Imagine buying a new car, only to find the tyres are flat. The National Energy Guarantee (NEG) is a policy with much potential, but the target of 26 per cent emissions reduction for the electricity sector by 2030 is essentially useless. The boom in renewable energy under way between now and 2020 means the target will be met just as the policy starts. If the NEG is going to drive the new investment in energy that is crucial to lowering power prices, the target needs pumping up.

Energy consumers have paid a heavy price for 15 years of energy policy wars. The politicisation of energy policy has undermined investment confidence. While old coal-fired generation continued to close, Australia did not invest in enough new generation. Without enough new supply in energy generation to replace the plant leaving the market, wholesale power prices surged. We all paid for it.
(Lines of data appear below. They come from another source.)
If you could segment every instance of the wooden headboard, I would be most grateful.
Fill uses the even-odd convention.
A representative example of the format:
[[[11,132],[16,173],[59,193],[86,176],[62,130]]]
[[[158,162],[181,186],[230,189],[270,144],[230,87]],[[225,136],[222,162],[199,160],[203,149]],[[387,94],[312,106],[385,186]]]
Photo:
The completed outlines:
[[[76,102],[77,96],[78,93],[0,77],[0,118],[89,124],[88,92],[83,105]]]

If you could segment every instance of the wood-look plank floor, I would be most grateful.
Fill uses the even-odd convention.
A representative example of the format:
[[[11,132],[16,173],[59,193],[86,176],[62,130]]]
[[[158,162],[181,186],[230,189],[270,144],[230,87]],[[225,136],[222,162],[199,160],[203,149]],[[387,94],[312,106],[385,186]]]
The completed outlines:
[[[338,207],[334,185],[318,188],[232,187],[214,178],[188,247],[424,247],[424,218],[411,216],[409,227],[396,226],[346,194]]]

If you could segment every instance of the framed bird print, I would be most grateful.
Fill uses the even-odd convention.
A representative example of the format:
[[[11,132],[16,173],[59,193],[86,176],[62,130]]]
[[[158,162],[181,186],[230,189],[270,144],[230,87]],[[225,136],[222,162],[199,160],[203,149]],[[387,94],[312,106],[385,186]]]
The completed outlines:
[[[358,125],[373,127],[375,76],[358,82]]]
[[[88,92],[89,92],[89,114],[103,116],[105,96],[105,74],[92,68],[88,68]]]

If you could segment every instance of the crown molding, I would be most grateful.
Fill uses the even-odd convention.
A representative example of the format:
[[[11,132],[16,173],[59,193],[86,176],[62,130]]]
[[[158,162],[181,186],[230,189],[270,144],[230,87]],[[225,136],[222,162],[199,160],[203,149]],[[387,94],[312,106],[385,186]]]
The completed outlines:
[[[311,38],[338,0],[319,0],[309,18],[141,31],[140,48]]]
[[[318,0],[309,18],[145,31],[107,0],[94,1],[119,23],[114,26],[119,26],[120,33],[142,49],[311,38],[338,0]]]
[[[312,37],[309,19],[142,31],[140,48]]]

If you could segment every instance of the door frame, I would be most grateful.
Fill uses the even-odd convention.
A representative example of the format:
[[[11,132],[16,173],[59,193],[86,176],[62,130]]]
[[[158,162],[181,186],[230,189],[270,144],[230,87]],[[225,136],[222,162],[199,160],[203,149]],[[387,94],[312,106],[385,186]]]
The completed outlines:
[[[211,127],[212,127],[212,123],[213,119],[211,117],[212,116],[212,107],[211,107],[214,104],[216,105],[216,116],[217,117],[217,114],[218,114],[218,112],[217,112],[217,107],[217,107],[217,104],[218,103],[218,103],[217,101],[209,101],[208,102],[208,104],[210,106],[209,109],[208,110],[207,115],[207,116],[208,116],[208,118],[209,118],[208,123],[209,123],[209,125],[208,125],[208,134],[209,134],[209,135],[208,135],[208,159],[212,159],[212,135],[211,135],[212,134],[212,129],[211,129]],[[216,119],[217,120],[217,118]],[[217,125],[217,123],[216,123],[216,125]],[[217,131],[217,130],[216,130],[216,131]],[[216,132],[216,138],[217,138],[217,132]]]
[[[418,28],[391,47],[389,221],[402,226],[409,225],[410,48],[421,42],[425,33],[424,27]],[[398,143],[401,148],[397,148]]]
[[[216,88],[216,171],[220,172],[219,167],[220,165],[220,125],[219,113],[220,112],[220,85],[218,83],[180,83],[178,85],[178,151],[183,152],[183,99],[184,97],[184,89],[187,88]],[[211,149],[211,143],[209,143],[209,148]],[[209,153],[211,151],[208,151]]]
This trend is now in reverse thanks to record levels of new investment driven by the Renewable Energy Target (RET). Over $10 billion in big solar, wind and battery projects has been committed in the last year. Never before have private investors invested so much in one year in new energy generation of any kind in the history of this country.

Renewable energy does not need new subsidies, but like any investment that is capital intensive and has a long life, investors need some certainty. The level of new investment could grind to a halt again if we don't land a new bipartisan energy policy with a real target. Australian energy consumers would be punished. Again.

There are two critical elements of the NEG: the design of the policy architecture being led by the Energy Security Board (ESB), and the emissions reduction target. The policy architecture will go to state and territory energy ministers at the end of his week for approval. The emissions target will be determined by the Commonwealth government and put to the Australian Parliament later in the year.

Firstly, to the policy architecture. It's not perfect, but the industry believes it can work.

There are a few areas that need a final tweak before it heads for implementation. While the target for the NEG is to be set in Commonwealth legislation, investors will have greater confidence if the policy architecture includes a backstop that prevents any future attempt to reduce the target. This should be accompanied by a commitment to more frequent reviews so it keeps pace with change in the energy sector.

The current proposal allocates the emissions reductions from household and business solar systems to be given to electricity retailers. This needs to be fixed so solar system owners can decide where their emissions are allocated. Finally, it is important that the role of energy storage in supporting reliability is fully recognised.

The NEG represents significant change to the energy market, so it's crucial this isn't rushed. We need to hasten slowly. Confronting these concerns at Friday's COAG Energy Council, while agreeing in principle to continue towards implementation would be a positive step forward. But it's the target that really matters.

The 26 per cent abatement target would support little to no new investment beyond the existing RET. Until a higher abatement target is adopted, new investment would largely be reliant on state and territory governments, energy customers and uncertain market dynamics.

The electricity sector has the potential to play a much greater role than other sectors of the economy – such as agriculture and transport – where emission reductions are far more difficult and expensive to achieve.

The 26 per cent target is made even more useless by two other critical factors: the inclusion of carbon offsets and the current exclusion of WA and NT from the target. Allowing retailers to meet a portion of their emissions obligations by purchasing carbon credits will result in less new energy generation and higher power prices.

And while the federal government's policy commitment is for a 26 per cent emissions reduction for the entire electricity sector, the NEG will not apply to WA and NT at this stage. The current proposal therefore equates to even less than 26 per cent when you look at the entire electricity sector.

The target will be put to the Australian Parliament later in the year, but there's not much point legislating a target that we will meet by default and which won't actually do anything. Particularly if the political negotiations to secure the NEG results in a government commitment to build new coal. Private investors will leave.

The NEG architecture has the potential to provide just that, but without a stronger abatement target, it will do little. Let's take the new car now, but we won't get very far until the tyres get pumped up.